Each fall before the first day of the semester, Brews takes part in a Freshman Welcome in which he emphasizes excellence, integrity, resilience and teamwork to incoming Moore School students, Bass said. This year’s event was handled virtually because of the Covid-19 pandemic.
“He talks with students about these values, gives examples, and encourages them to make good choices and to be mindful of their digital footprint,” she said.
Brews’ belief in data comes in part from his experience as a professor and associate dean at Kenan-Flagler Business School at the University of North Carolina at Chapel Hill from 2006 to 2013.
Prior to that he spent nearly six years as an assistant professor at Duke University’s Fuqua School of Business. Both positions allowed him to closely observe companies operating in Research Triangle Park, the North Carolina region anchored by the major research universities of Duke, UNC and North Carolina State University, and the site of numerous tech company operations, including those of Cisco, IBM, SAS, Nortel and Sony Ericsson.
“I spent 20 years in North Carolina, in Research Triangle Park, and I saw the value of data continuously,” he said. “I was around it all the time.”

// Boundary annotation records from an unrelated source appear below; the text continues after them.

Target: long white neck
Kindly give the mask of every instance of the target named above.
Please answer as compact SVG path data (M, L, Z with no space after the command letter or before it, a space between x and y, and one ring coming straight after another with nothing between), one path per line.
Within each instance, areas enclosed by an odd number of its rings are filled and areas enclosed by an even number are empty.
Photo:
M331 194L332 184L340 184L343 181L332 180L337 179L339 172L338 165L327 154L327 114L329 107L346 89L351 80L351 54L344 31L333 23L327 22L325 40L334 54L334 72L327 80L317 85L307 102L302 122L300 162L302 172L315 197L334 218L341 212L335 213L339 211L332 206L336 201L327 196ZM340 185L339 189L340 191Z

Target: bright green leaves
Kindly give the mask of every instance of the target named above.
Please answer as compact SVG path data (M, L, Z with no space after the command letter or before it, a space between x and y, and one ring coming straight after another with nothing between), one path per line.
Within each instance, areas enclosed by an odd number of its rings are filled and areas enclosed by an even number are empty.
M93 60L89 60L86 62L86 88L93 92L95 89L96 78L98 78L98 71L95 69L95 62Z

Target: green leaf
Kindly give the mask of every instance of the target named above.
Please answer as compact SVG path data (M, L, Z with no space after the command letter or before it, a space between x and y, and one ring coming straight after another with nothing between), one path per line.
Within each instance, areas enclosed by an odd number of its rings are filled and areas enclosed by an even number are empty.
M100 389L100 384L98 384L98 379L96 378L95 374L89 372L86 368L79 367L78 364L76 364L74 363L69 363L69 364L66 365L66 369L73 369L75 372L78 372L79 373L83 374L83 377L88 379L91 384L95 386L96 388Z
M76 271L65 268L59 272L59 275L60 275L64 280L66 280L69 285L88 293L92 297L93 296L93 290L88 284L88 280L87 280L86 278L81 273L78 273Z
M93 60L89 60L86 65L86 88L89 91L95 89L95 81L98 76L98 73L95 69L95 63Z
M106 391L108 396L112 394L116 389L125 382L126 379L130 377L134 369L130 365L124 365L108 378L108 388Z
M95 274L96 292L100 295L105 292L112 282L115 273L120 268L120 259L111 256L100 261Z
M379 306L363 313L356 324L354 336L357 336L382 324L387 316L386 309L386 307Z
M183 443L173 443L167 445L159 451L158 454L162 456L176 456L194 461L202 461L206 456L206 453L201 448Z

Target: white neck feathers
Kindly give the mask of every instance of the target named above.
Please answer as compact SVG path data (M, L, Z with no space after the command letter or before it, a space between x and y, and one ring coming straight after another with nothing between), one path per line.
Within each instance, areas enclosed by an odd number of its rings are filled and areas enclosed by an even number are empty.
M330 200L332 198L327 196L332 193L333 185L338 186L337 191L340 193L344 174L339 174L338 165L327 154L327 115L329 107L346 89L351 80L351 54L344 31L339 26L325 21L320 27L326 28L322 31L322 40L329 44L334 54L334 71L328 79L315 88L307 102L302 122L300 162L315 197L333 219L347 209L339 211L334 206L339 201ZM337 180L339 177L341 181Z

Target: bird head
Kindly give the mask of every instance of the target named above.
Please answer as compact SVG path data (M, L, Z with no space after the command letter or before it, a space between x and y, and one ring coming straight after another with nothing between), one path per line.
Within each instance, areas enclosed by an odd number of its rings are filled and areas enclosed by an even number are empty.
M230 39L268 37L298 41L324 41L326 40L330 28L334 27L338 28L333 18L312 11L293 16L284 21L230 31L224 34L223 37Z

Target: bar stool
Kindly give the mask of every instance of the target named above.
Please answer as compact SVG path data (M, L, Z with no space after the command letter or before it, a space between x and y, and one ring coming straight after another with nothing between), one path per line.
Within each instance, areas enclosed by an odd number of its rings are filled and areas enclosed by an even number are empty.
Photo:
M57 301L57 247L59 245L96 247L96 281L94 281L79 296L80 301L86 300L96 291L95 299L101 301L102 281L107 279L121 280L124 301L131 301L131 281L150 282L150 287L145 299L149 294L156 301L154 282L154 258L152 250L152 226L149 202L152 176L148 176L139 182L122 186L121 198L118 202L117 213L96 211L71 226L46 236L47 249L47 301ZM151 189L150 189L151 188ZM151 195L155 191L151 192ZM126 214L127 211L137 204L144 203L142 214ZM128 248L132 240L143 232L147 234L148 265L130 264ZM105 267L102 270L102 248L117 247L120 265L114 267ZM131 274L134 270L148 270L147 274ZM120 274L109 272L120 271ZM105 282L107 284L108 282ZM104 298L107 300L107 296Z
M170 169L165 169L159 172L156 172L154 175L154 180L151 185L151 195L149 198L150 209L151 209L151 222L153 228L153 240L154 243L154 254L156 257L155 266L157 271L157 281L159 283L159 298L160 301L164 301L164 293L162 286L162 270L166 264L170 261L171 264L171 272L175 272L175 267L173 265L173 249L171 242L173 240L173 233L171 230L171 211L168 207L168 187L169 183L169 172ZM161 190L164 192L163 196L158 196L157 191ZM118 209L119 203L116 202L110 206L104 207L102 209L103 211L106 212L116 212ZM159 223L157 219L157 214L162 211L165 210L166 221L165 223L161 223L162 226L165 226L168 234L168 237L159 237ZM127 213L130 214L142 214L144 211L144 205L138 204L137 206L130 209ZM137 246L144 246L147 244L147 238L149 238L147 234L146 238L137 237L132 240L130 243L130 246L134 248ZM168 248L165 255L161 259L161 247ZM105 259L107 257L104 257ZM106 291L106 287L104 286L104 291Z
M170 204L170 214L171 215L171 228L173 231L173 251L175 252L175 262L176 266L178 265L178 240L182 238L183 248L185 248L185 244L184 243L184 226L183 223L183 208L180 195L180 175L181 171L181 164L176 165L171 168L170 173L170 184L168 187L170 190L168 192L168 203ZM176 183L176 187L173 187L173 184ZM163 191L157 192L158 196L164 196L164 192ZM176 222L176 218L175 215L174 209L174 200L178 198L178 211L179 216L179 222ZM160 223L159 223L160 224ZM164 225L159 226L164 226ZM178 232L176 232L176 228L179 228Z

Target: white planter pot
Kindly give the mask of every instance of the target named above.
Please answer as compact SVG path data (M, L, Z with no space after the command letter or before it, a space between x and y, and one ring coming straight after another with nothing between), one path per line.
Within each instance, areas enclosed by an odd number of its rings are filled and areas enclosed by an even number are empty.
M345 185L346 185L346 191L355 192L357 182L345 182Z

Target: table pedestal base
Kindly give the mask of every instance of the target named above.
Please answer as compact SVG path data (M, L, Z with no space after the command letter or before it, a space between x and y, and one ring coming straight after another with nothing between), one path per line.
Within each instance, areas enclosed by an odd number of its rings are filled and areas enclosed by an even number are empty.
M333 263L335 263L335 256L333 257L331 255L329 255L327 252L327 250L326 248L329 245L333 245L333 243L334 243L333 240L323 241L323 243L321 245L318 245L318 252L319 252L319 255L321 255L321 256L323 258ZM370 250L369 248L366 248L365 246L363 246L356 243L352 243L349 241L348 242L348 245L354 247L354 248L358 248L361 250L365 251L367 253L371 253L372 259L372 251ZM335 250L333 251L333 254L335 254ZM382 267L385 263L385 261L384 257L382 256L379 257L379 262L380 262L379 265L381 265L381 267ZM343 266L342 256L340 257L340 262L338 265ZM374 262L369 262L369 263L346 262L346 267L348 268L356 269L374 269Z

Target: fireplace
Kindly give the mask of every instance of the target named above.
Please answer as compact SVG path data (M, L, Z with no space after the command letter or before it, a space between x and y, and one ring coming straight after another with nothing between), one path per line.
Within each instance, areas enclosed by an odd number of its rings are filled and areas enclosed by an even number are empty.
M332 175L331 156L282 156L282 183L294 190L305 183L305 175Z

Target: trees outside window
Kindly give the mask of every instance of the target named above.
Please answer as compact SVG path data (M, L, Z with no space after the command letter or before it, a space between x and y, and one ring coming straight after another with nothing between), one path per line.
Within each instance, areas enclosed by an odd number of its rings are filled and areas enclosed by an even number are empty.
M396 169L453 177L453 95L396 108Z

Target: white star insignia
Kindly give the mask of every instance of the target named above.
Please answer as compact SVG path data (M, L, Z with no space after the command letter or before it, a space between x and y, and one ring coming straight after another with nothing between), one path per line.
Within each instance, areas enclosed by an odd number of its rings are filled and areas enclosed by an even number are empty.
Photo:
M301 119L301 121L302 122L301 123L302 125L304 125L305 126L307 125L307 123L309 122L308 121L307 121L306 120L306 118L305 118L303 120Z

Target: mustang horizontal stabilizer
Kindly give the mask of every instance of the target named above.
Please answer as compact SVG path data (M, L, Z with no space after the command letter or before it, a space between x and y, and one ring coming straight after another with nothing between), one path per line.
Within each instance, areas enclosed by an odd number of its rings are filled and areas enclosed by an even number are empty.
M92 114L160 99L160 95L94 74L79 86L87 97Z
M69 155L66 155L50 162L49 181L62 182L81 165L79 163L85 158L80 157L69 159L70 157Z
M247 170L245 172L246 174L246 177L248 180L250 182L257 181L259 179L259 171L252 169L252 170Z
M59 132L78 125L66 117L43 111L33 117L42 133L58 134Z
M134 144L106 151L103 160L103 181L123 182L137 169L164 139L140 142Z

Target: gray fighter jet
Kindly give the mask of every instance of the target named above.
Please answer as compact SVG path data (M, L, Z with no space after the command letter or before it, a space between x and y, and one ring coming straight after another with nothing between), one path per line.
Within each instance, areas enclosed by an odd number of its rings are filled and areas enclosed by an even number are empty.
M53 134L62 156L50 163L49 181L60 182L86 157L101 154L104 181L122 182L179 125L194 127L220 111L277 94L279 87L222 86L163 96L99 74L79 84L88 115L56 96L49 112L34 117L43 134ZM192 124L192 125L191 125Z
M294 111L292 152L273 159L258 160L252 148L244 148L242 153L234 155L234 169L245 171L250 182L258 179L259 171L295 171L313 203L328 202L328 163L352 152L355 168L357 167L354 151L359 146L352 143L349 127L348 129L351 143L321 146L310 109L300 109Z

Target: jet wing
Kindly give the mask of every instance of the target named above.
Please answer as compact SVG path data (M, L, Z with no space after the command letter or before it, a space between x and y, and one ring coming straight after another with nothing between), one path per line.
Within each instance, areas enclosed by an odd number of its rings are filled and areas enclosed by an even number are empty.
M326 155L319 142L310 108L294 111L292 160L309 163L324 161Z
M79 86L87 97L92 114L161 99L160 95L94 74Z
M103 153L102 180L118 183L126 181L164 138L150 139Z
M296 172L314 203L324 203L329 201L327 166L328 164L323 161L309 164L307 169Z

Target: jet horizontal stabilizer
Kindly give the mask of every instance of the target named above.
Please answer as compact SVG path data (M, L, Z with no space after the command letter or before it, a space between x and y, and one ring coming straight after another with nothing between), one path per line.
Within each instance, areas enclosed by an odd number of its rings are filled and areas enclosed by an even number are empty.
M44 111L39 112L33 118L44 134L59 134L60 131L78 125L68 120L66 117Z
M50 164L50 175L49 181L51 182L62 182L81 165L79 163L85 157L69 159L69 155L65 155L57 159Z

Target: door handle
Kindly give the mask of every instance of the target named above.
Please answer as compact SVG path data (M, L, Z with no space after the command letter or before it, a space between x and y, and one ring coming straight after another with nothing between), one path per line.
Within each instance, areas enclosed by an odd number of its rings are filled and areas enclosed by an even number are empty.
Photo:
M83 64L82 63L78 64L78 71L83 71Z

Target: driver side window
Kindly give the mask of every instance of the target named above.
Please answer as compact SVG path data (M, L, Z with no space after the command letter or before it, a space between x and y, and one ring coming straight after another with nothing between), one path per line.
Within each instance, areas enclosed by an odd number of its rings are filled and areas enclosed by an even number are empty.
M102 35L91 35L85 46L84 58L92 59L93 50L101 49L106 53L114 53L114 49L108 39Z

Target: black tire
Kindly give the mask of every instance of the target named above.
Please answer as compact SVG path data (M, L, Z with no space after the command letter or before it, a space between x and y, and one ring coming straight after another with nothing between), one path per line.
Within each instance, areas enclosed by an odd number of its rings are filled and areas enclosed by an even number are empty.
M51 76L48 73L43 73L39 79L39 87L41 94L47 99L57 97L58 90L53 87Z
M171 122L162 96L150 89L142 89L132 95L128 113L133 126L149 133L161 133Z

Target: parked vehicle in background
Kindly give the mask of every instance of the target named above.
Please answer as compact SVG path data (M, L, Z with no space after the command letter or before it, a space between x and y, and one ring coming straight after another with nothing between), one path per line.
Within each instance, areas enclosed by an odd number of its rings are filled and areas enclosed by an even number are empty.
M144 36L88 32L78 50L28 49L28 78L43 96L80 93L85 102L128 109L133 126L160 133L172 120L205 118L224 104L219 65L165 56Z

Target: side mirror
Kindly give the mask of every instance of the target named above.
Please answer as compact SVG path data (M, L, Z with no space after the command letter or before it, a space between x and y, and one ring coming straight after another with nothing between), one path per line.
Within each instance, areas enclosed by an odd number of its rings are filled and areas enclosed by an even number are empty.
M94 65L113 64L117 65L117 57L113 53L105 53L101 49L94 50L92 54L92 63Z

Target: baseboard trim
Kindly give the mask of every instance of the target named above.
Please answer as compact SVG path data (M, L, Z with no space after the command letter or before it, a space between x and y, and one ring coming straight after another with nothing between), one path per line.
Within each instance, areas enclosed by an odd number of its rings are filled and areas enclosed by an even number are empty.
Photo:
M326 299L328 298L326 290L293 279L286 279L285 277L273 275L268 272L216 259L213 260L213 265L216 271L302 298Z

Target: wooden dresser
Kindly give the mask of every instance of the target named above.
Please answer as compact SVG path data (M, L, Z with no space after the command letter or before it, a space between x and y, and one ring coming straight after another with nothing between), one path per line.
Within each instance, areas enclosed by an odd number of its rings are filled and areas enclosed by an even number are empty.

Introducing change at the Moore School, which had a long and successful track record, wasn’t a difficult task, Brews said.
“There was no pushback at UofSC regarding what I was trying to do,” he said. “We actually had a data- analytics taskforce at the Moore School that understood the importance of data and had been getting together to talk about it and consider how to help students better understand its importance.”
The biggest change that Brews brought was an elevation of the profile and reputation of the undergraduate business program, Bass said.
“This came on two fronts: creating a more rigorous program that includes a greater emphasis on data analytics, where business classes start in freshman year, and expecting our students to work hard, be resilient and excel,” she said. “These changes were dubbed the ‘Undergraduate Excellence Initiative.’”
Brews said he understood that innovation was essential to ensuring the education Moore School students received remained cutting edge.
“The role of leadership is to see where the world is going and get there before others,” he said.